The series of high-level retirements are coincidental, each driven by personal circumstances, Berberich said.

“I think it’s the right time for me,” he said, explaining that CEOs and the organizations they lead both need a change every decade or so.

Berberich said he and his wife are planning to move to Dallas to be near their grandchildren. He said he’s not done working but hasn’t decided his next move yet.

The ISO has begun a nationwide search for his successor.

Restoring Trust

Recounting his accomplishments as CEO, Berberich said, “First and foremost, it’s showing the world how you can operate a grid with large amounts of renewables on it and do it in such a way that it’s reliable and efficient and effective — and I think we’ve done that.”
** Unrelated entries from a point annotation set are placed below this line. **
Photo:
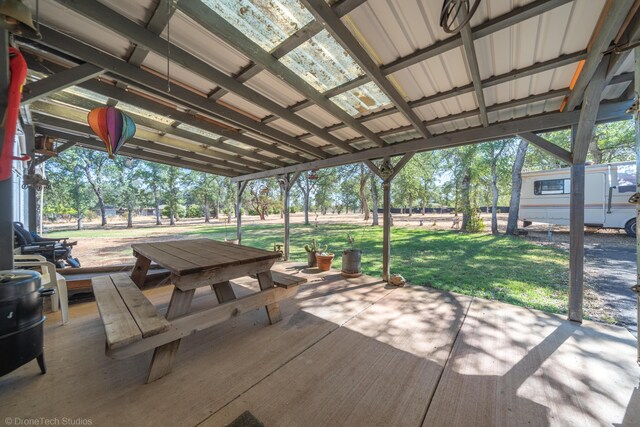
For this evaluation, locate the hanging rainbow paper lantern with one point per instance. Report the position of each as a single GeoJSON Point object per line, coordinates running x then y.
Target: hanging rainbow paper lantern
{"type": "Point", "coordinates": [112, 126]}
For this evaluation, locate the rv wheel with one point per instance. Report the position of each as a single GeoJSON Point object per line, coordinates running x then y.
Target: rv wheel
{"type": "Point", "coordinates": [630, 227]}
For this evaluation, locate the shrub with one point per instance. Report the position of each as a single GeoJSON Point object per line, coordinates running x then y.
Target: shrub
{"type": "Point", "coordinates": [180, 211]}
{"type": "Point", "coordinates": [195, 211]}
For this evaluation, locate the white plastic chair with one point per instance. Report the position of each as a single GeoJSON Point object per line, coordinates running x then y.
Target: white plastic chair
{"type": "Point", "coordinates": [50, 279]}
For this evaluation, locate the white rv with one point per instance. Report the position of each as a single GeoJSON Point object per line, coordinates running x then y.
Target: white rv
{"type": "Point", "coordinates": [545, 196]}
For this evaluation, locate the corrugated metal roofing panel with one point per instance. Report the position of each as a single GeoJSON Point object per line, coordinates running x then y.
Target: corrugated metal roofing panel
{"type": "Point", "coordinates": [74, 24]}
{"type": "Point", "coordinates": [244, 105]}
{"type": "Point", "coordinates": [286, 127]}
{"type": "Point", "coordinates": [318, 116]}
{"type": "Point", "coordinates": [178, 73]}
{"type": "Point", "coordinates": [362, 100]}
{"type": "Point", "coordinates": [391, 121]}
{"type": "Point", "coordinates": [139, 11]}
{"type": "Point", "coordinates": [434, 75]}
{"type": "Point", "coordinates": [275, 89]}
{"type": "Point", "coordinates": [193, 38]}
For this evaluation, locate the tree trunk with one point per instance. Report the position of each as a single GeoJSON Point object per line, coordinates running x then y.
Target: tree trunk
{"type": "Point", "coordinates": [516, 186]}
{"type": "Point", "coordinates": [465, 198]}
{"type": "Point", "coordinates": [595, 151]}
{"type": "Point", "coordinates": [374, 199]}
{"type": "Point", "coordinates": [158, 213]}
{"type": "Point", "coordinates": [494, 206]}
{"type": "Point", "coordinates": [130, 216]}
{"type": "Point", "coordinates": [363, 195]}
{"type": "Point", "coordinates": [207, 213]}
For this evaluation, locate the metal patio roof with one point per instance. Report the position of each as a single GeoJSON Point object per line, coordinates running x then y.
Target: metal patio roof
{"type": "Point", "coordinates": [344, 82]}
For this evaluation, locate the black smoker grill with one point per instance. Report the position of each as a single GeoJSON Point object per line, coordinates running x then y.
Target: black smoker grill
{"type": "Point", "coordinates": [21, 319]}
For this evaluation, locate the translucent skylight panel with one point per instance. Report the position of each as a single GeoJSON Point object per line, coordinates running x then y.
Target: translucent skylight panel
{"type": "Point", "coordinates": [199, 131]}
{"type": "Point", "coordinates": [84, 93]}
{"type": "Point", "coordinates": [322, 62]}
{"type": "Point", "coordinates": [362, 100]}
{"type": "Point", "coordinates": [267, 22]}
{"type": "Point", "coordinates": [128, 108]}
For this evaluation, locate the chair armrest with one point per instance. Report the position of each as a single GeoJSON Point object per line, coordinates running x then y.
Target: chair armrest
{"type": "Point", "coordinates": [29, 258]}
{"type": "Point", "coordinates": [44, 265]}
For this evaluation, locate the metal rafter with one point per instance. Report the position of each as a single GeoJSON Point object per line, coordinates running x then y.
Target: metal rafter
{"type": "Point", "coordinates": [138, 153]}
{"type": "Point", "coordinates": [323, 13]}
{"type": "Point", "coordinates": [217, 25]}
{"type": "Point", "coordinates": [472, 62]}
{"type": "Point", "coordinates": [549, 147]}
{"type": "Point", "coordinates": [129, 96]}
{"type": "Point", "coordinates": [157, 85]}
{"type": "Point", "coordinates": [53, 118]}
{"type": "Point", "coordinates": [103, 15]}
{"type": "Point", "coordinates": [167, 133]}
{"type": "Point", "coordinates": [540, 123]}
{"type": "Point", "coordinates": [614, 14]}
{"type": "Point", "coordinates": [59, 81]}
{"type": "Point", "coordinates": [491, 81]}
{"type": "Point", "coordinates": [157, 23]}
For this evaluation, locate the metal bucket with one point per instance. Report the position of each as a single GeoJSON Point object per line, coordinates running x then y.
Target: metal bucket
{"type": "Point", "coordinates": [351, 260]}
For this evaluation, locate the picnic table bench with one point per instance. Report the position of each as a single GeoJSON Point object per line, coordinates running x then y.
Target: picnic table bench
{"type": "Point", "coordinates": [133, 324]}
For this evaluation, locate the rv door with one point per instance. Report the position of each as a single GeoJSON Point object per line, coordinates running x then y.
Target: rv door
{"type": "Point", "coordinates": [595, 196]}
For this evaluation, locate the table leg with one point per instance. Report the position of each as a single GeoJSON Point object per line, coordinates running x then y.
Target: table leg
{"type": "Point", "coordinates": [273, 310]}
{"type": "Point", "coordinates": [224, 291]}
{"type": "Point", "coordinates": [164, 355]}
{"type": "Point", "coordinates": [140, 270]}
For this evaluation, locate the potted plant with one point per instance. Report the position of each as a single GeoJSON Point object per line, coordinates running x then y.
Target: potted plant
{"type": "Point", "coordinates": [324, 259]}
{"type": "Point", "coordinates": [351, 259]}
{"type": "Point", "coordinates": [312, 249]}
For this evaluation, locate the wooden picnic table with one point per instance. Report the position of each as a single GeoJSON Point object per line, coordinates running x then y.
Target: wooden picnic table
{"type": "Point", "coordinates": [198, 263]}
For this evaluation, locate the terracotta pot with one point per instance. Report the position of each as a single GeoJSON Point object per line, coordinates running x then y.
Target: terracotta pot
{"type": "Point", "coordinates": [324, 261]}
{"type": "Point", "coordinates": [351, 263]}
{"type": "Point", "coordinates": [311, 259]}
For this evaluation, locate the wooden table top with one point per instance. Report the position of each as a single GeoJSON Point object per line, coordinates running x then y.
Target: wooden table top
{"type": "Point", "coordinates": [193, 255]}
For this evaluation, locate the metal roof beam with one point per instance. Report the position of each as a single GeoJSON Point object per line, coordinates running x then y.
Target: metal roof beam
{"type": "Point", "coordinates": [494, 131]}
{"type": "Point", "coordinates": [219, 26]}
{"type": "Point", "coordinates": [59, 81]}
{"type": "Point", "coordinates": [551, 148]}
{"type": "Point", "coordinates": [472, 63]}
{"type": "Point", "coordinates": [148, 143]}
{"type": "Point", "coordinates": [159, 20]}
{"type": "Point", "coordinates": [103, 15]}
{"type": "Point", "coordinates": [138, 153]}
{"type": "Point", "coordinates": [157, 85]}
{"type": "Point", "coordinates": [491, 81]}
{"type": "Point", "coordinates": [212, 147]}
{"type": "Point", "coordinates": [589, 113]}
{"type": "Point", "coordinates": [129, 96]}
{"type": "Point", "coordinates": [613, 15]}
{"type": "Point", "coordinates": [323, 13]}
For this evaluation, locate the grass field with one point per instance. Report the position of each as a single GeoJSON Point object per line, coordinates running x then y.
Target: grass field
{"type": "Point", "coordinates": [495, 267]}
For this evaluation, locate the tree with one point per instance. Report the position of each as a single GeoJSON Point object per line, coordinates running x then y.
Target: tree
{"type": "Point", "coordinates": [130, 192]}
{"type": "Point", "coordinates": [494, 150]}
{"type": "Point", "coordinates": [173, 192]}
{"type": "Point", "coordinates": [155, 176]}
{"type": "Point", "coordinates": [205, 191]}
{"type": "Point", "coordinates": [362, 191]}
{"type": "Point", "coordinates": [374, 197]}
{"type": "Point", "coordinates": [93, 163]}
{"type": "Point", "coordinates": [516, 187]}
{"type": "Point", "coordinates": [306, 185]}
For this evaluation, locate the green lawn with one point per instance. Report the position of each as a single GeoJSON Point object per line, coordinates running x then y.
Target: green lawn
{"type": "Point", "coordinates": [495, 267]}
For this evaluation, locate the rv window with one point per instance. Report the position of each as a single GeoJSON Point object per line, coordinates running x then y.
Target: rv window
{"type": "Point", "coordinates": [552, 186]}
{"type": "Point", "coordinates": [626, 178]}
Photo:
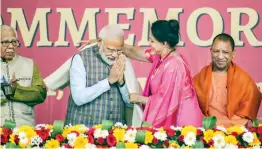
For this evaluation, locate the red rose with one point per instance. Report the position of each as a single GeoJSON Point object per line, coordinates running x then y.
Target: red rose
{"type": "Point", "coordinates": [111, 140]}
{"type": "Point", "coordinates": [111, 131]}
{"type": "Point", "coordinates": [4, 139]}
{"type": "Point", "coordinates": [239, 144]}
{"type": "Point", "coordinates": [77, 134]}
{"type": "Point", "coordinates": [166, 143]}
{"type": "Point", "coordinates": [59, 138]}
{"type": "Point", "coordinates": [90, 132]}
{"type": "Point", "coordinates": [67, 146]}
{"type": "Point", "coordinates": [259, 130]}
{"type": "Point", "coordinates": [100, 141]}
{"type": "Point", "coordinates": [43, 133]}
{"type": "Point", "coordinates": [260, 139]}
{"type": "Point", "coordinates": [235, 134]}
{"type": "Point", "coordinates": [16, 139]}
{"type": "Point", "coordinates": [7, 131]}
{"type": "Point", "coordinates": [91, 139]}
{"type": "Point", "coordinates": [155, 141]}
{"type": "Point", "coordinates": [211, 143]}
{"type": "Point", "coordinates": [170, 132]}
{"type": "Point", "coordinates": [199, 132]}
{"type": "Point", "coordinates": [253, 129]}
{"type": "Point", "coordinates": [181, 138]}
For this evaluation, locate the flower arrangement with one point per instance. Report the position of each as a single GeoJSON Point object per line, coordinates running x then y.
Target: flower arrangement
{"type": "Point", "coordinates": [107, 135]}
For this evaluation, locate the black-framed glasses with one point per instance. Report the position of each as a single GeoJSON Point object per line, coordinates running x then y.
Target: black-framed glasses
{"type": "Point", "coordinates": [6, 43]}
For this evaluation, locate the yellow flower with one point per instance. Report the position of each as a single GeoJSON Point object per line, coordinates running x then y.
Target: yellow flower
{"type": "Point", "coordinates": [12, 138]}
{"type": "Point", "coordinates": [149, 137]}
{"type": "Point", "coordinates": [52, 144]}
{"type": "Point", "coordinates": [236, 129]}
{"type": "Point", "coordinates": [50, 127]}
{"type": "Point", "coordinates": [212, 147]}
{"type": "Point", "coordinates": [231, 140]}
{"type": "Point", "coordinates": [80, 142]}
{"type": "Point", "coordinates": [256, 141]}
{"type": "Point", "coordinates": [219, 133]}
{"type": "Point", "coordinates": [98, 126]}
{"type": "Point", "coordinates": [22, 145]}
{"type": "Point", "coordinates": [131, 145]}
{"type": "Point", "coordinates": [174, 145]}
{"type": "Point", "coordinates": [187, 129]}
{"type": "Point", "coordinates": [77, 128]}
{"type": "Point", "coordinates": [162, 129]}
{"type": "Point", "coordinates": [208, 135]}
{"type": "Point", "coordinates": [28, 130]}
{"type": "Point", "coordinates": [119, 133]}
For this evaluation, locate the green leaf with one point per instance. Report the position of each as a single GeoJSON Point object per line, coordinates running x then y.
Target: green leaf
{"type": "Point", "coordinates": [120, 145]}
{"type": "Point", "coordinates": [209, 122]}
{"type": "Point", "coordinates": [199, 144]}
{"type": "Point", "coordinates": [255, 123]}
{"type": "Point", "coordinates": [146, 124]}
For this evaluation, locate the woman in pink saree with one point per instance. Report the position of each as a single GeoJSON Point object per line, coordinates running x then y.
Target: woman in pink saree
{"type": "Point", "coordinates": [169, 96]}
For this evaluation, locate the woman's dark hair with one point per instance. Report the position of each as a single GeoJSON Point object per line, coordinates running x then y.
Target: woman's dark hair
{"type": "Point", "coordinates": [166, 31]}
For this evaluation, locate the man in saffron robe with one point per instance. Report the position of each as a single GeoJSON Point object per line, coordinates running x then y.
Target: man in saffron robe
{"type": "Point", "coordinates": [225, 90]}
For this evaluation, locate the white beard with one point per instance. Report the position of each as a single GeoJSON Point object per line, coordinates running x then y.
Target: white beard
{"type": "Point", "coordinates": [109, 62]}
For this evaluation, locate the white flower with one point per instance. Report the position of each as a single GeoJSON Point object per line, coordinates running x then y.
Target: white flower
{"type": "Point", "coordinates": [100, 133]}
{"type": "Point", "coordinates": [118, 124]}
{"type": "Point", "coordinates": [84, 135]}
{"type": "Point", "coordinates": [201, 128]}
{"type": "Point", "coordinates": [37, 147]}
{"type": "Point", "coordinates": [69, 125]}
{"type": "Point", "coordinates": [221, 128]}
{"type": "Point", "coordinates": [125, 126]}
{"type": "Point", "coordinates": [231, 146]}
{"type": "Point", "coordinates": [130, 135]}
{"type": "Point", "coordinates": [83, 128]}
{"type": "Point", "coordinates": [71, 138]}
{"type": "Point", "coordinates": [39, 126]}
{"type": "Point", "coordinates": [22, 137]}
{"type": "Point", "coordinates": [176, 128]}
{"type": "Point", "coordinates": [36, 140]}
{"type": "Point", "coordinates": [144, 147]}
{"type": "Point", "coordinates": [244, 129]}
{"type": "Point", "coordinates": [190, 139]}
{"type": "Point", "coordinates": [219, 141]}
{"type": "Point", "coordinates": [90, 146]}
{"type": "Point", "coordinates": [256, 147]}
{"type": "Point", "coordinates": [15, 131]}
{"type": "Point", "coordinates": [24, 141]}
{"type": "Point", "coordinates": [161, 135]}
{"type": "Point", "coordinates": [248, 137]}
{"type": "Point", "coordinates": [62, 147]}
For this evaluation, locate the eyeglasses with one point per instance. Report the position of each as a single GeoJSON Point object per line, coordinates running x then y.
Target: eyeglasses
{"type": "Point", "coordinates": [6, 43]}
{"type": "Point", "coordinates": [109, 50]}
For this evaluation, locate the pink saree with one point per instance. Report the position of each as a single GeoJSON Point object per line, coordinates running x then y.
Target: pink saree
{"type": "Point", "coordinates": [172, 98]}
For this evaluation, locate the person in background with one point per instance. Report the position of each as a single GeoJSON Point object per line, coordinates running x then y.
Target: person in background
{"type": "Point", "coordinates": [224, 89]}
{"type": "Point", "coordinates": [22, 75]}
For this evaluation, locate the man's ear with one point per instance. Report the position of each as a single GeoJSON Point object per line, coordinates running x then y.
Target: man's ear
{"type": "Point", "coordinates": [99, 42]}
{"type": "Point", "coordinates": [234, 54]}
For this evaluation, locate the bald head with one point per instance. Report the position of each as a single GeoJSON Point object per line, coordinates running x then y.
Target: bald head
{"type": "Point", "coordinates": [112, 31]}
{"type": "Point", "coordinates": [112, 42]}
{"type": "Point", "coordinates": [9, 42]}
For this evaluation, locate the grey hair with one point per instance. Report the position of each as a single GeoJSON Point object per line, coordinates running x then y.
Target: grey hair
{"type": "Point", "coordinates": [7, 27]}
{"type": "Point", "coordinates": [111, 31]}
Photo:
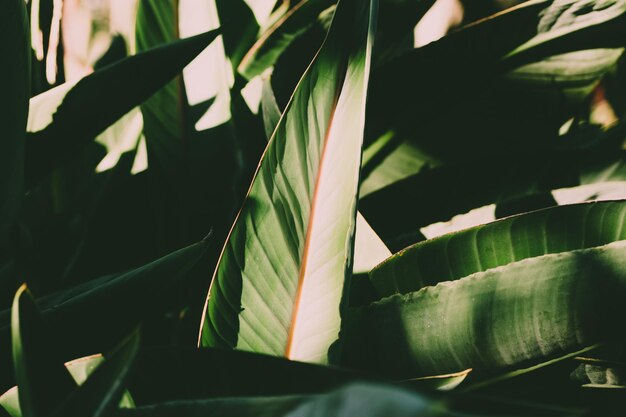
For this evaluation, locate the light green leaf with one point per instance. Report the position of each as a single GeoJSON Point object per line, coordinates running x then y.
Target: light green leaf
{"type": "Point", "coordinates": [163, 112]}
{"type": "Point", "coordinates": [104, 388]}
{"type": "Point", "coordinates": [369, 250]}
{"type": "Point", "coordinates": [596, 373]}
{"type": "Point", "coordinates": [266, 50]}
{"type": "Point", "coordinates": [15, 75]}
{"type": "Point", "coordinates": [80, 369]}
{"type": "Point", "coordinates": [104, 309]}
{"type": "Point", "coordinates": [463, 69]}
{"type": "Point", "coordinates": [55, 131]}
{"type": "Point", "coordinates": [456, 255]}
{"type": "Point", "coordinates": [270, 109]}
{"type": "Point", "coordinates": [280, 279]}
{"type": "Point", "coordinates": [513, 316]}
{"type": "Point", "coordinates": [517, 183]}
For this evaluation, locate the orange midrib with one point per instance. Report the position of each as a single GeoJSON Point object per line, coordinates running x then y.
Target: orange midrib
{"type": "Point", "coordinates": [307, 242]}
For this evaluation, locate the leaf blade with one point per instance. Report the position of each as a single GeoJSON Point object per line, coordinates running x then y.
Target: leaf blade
{"type": "Point", "coordinates": [279, 210]}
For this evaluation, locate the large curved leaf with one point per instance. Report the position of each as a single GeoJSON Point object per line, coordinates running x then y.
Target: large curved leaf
{"type": "Point", "coordinates": [456, 255]}
{"type": "Point", "coordinates": [173, 374]}
{"type": "Point", "coordinates": [438, 194]}
{"type": "Point", "coordinates": [15, 76]}
{"type": "Point", "coordinates": [279, 282]}
{"type": "Point", "coordinates": [513, 316]}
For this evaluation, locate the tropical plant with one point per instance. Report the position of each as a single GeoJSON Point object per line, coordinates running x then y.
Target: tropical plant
{"type": "Point", "coordinates": [306, 208]}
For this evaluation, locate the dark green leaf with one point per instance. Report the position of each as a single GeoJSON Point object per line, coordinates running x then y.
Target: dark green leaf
{"type": "Point", "coordinates": [277, 38]}
{"type": "Point", "coordinates": [514, 316]}
{"type": "Point", "coordinates": [438, 194]}
{"type": "Point", "coordinates": [457, 255]}
{"type": "Point", "coordinates": [15, 75]}
{"type": "Point", "coordinates": [105, 386]}
{"type": "Point", "coordinates": [171, 374]}
{"type": "Point", "coordinates": [78, 120]}
{"type": "Point", "coordinates": [108, 308]}
{"type": "Point", "coordinates": [43, 380]}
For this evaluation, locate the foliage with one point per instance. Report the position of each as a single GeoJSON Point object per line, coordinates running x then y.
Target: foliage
{"type": "Point", "coordinates": [382, 229]}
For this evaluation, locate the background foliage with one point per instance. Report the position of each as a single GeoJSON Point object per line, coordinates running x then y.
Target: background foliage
{"type": "Point", "coordinates": [397, 207]}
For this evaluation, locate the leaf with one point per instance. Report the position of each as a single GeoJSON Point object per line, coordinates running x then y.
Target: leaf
{"type": "Point", "coordinates": [80, 369]}
{"type": "Point", "coordinates": [367, 400]}
{"type": "Point", "coordinates": [456, 255]}
{"type": "Point", "coordinates": [465, 72]}
{"type": "Point", "coordinates": [13, 112]}
{"type": "Point", "coordinates": [595, 373]}
{"type": "Point", "coordinates": [239, 27]}
{"type": "Point", "coordinates": [231, 407]}
{"type": "Point", "coordinates": [509, 317]}
{"type": "Point", "coordinates": [78, 120]}
{"type": "Point", "coordinates": [358, 399]}
{"type": "Point", "coordinates": [163, 112]}
{"type": "Point", "coordinates": [271, 44]}
{"type": "Point", "coordinates": [282, 271]}
{"type": "Point", "coordinates": [369, 250]}
{"type": "Point", "coordinates": [440, 193]}
{"type": "Point", "coordinates": [42, 379]}
{"type": "Point", "coordinates": [444, 382]}
{"type": "Point", "coordinates": [179, 373]}
{"type": "Point", "coordinates": [107, 308]}
{"type": "Point", "coordinates": [101, 392]}
{"type": "Point", "coordinates": [270, 109]}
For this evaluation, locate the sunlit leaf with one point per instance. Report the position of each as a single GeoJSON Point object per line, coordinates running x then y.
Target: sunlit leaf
{"type": "Point", "coordinates": [514, 316]}
{"type": "Point", "coordinates": [279, 282]}
{"type": "Point", "coordinates": [457, 255]}
{"type": "Point", "coordinates": [77, 120]}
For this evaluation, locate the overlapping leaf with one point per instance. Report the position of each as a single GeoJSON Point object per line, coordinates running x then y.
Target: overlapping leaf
{"type": "Point", "coordinates": [15, 76]}
{"type": "Point", "coordinates": [514, 316]}
{"type": "Point", "coordinates": [279, 282]}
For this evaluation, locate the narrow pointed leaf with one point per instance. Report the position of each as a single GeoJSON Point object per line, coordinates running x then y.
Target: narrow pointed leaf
{"type": "Point", "coordinates": [80, 369]}
{"type": "Point", "coordinates": [469, 67]}
{"type": "Point", "coordinates": [438, 194]}
{"type": "Point", "coordinates": [514, 316]}
{"type": "Point", "coordinates": [277, 38]}
{"type": "Point", "coordinates": [101, 392]}
{"type": "Point", "coordinates": [456, 255]}
{"type": "Point", "coordinates": [170, 374]}
{"type": "Point", "coordinates": [77, 120]}
{"type": "Point", "coordinates": [40, 374]}
{"type": "Point", "coordinates": [279, 283]}
{"type": "Point", "coordinates": [15, 76]}
{"type": "Point", "coordinates": [106, 308]}
{"type": "Point", "coordinates": [164, 111]}
{"type": "Point", "coordinates": [270, 109]}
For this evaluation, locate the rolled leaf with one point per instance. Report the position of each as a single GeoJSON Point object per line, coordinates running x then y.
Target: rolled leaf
{"type": "Point", "coordinates": [513, 316]}
{"type": "Point", "coordinates": [279, 283]}
{"type": "Point", "coordinates": [77, 120]}
{"type": "Point", "coordinates": [456, 255]}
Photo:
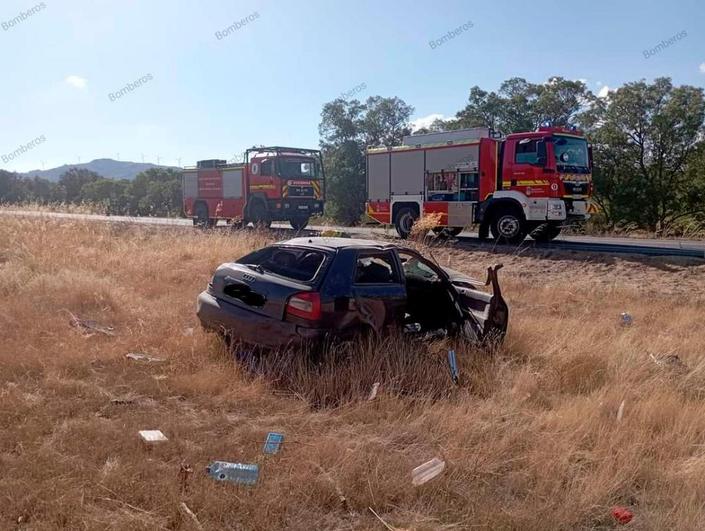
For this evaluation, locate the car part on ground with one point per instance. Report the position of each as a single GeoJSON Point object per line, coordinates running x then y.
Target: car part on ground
{"type": "Point", "coordinates": [313, 289]}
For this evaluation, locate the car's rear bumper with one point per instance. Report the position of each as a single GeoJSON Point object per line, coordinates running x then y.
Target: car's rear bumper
{"type": "Point", "coordinates": [251, 327]}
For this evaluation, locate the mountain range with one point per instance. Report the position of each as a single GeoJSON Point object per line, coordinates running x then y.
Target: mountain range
{"type": "Point", "coordinates": [108, 168]}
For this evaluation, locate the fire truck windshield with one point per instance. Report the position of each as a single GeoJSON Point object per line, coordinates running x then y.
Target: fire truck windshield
{"type": "Point", "coordinates": [298, 168]}
{"type": "Point", "coordinates": [571, 153]}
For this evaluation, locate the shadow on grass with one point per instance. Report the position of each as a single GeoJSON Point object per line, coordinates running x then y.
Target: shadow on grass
{"type": "Point", "coordinates": [338, 374]}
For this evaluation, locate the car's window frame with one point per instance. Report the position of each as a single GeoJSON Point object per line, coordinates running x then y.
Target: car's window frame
{"type": "Point", "coordinates": [442, 275]}
{"type": "Point", "coordinates": [398, 277]}
{"type": "Point", "coordinates": [318, 275]}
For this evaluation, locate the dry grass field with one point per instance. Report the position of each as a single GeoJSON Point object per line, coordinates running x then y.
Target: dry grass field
{"type": "Point", "coordinates": [531, 436]}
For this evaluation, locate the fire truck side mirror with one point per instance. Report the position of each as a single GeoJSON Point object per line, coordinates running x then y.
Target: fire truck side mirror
{"type": "Point", "coordinates": [590, 156]}
{"type": "Point", "coordinates": [541, 153]}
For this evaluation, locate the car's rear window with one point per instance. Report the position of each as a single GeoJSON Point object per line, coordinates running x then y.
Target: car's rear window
{"type": "Point", "coordinates": [289, 262]}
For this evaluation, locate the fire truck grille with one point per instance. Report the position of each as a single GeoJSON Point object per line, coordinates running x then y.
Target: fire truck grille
{"type": "Point", "coordinates": [575, 188]}
{"type": "Point", "coordinates": [299, 191]}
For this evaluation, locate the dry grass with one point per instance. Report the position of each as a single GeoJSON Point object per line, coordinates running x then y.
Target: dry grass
{"type": "Point", "coordinates": [530, 437]}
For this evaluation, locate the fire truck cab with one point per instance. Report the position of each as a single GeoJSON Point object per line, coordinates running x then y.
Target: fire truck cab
{"type": "Point", "coordinates": [526, 183]}
{"type": "Point", "coordinates": [272, 184]}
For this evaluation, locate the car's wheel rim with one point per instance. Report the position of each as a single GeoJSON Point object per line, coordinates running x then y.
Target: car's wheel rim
{"type": "Point", "coordinates": [508, 226]}
{"type": "Point", "coordinates": [406, 222]}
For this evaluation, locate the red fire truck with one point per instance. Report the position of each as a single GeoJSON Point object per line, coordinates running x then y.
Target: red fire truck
{"type": "Point", "coordinates": [527, 183]}
{"type": "Point", "coordinates": [273, 184]}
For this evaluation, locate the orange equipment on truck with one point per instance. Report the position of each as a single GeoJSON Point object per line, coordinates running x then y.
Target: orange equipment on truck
{"type": "Point", "coordinates": [526, 183]}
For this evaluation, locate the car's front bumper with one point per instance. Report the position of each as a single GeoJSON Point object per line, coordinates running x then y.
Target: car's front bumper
{"type": "Point", "coordinates": [251, 327]}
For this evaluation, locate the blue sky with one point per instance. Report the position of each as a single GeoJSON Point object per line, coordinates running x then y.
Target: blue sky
{"type": "Point", "coordinates": [266, 82]}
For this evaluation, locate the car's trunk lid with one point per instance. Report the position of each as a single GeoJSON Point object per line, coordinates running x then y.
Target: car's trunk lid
{"type": "Point", "coordinates": [255, 289]}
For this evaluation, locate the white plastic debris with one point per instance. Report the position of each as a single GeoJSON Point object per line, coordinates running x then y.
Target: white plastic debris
{"type": "Point", "coordinates": [373, 391]}
{"type": "Point", "coordinates": [620, 412]}
{"type": "Point", "coordinates": [89, 327]}
{"type": "Point", "coordinates": [136, 356]}
{"type": "Point", "coordinates": [152, 436]}
{"type": "Point", "coordinates": [426, 472]}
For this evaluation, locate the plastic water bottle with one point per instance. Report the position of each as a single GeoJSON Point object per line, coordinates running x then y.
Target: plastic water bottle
{"type": "Point", "coordinates": [245, 474]}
Peaks of wind and solar on CAISO’s system have reached more than 70% and total renewables serving demand topped out at more than 80% on May 15, 2019.

CAISO Berberich
| CAISO

“I can remember when people were concerned about 20% renewables on the grid,” Berberich said. He looked at the board in CAISO’s control room last Tuesday around noon and said, “Right now we’re at 54% on the grid.”

Challenges lie ahead, he said, including serving peak and residual-peak load as the sun sets and solar goes offline, he said. CAISO planners predict potential shortfalls starting in 2021. (See CAISO, CPUC Warn of ‘Reliability Emergency’.)

And whether electric vehicles will absorb excess solar energy during the day or exacerbate California’s peak evening demand remains in doubt. (See EVs Could Soak up Solar or Exacerbate ‘Duck Curve’.)

“EVs are either a marriage made in heaven or a marriage made in hell,” he said.

Another major accomplishment, Berberich said, is the restoration of trust following California’s energy crisis of 2000-2001 and the creation of the EIM, which is on track to have significant participation from entities in every Western state by 2023.

“The EIM has shown that we have established credibility and trust in the region, which was sorely damaged during the energy crisis, and I think being able to turn that around completely to the fact that they would trust us to participate in our market is a big change,” Berberich said.

He said he’s melancholy about leaving CAISO and hopes to be remembered by its staff as a good leader.

“The proudest thing I have here is the people and the culture that we’ve been able to develop at the ISO to embrace the changes facing us,” he said. “We have an amazing group of people here, and I’m just simply humbled to have been able to be part of that.”